Minimum Detectable Effect
The smallest difference between control and variation that your test is designed to reliably detect — determined by sample size, power, and baseline rate.
Minimum Detectable Effect (MDE) is perhaps the most important pre-test decision in experimentation. It answers the question: "What's the smallest improvement that would make this change worth shipping?"
How MDE Shapes Your Testing Program
Your MDE determines how many tests you can run and what kinds of changes you can validate. A team that sets MDE at 2% relative lift needs much larger samples (and thus fewer tests per year) than a team comfortable with 10% MDE.

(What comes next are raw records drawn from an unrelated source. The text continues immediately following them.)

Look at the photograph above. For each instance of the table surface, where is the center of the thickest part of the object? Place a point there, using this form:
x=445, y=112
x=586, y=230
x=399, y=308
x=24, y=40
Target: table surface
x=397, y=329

The MDE-Revenue Connection
Here's how I frame MDE for business stakeholders: "If this change improves conversion by X%, is that worth the engineering effort to build and maintain it?" A 1% relative lift on a high-traffic page might be worth millions. A 1% lift on a low-traffic feature page might not be worth the code complexity.
Setting Realistic MDEs
- Macro conversions (purchase, signup): 5-15% relative MDE is realistic for most sites
- Micro conversions (clicks, form starts): 3-5% MDE is achievable with moderate traffic
- Revenue per session: 2-5% MDE, but requires careful metric definition
The Trap of Chasing Small Effects
Some teams set tiny MDEs to "catch everything." This sounds rigorous but is practically counterproductive — tests run for months, blocking other experiments, and even when they find a tiny lift, the confidence interval is so wide that the true effect could be negligible.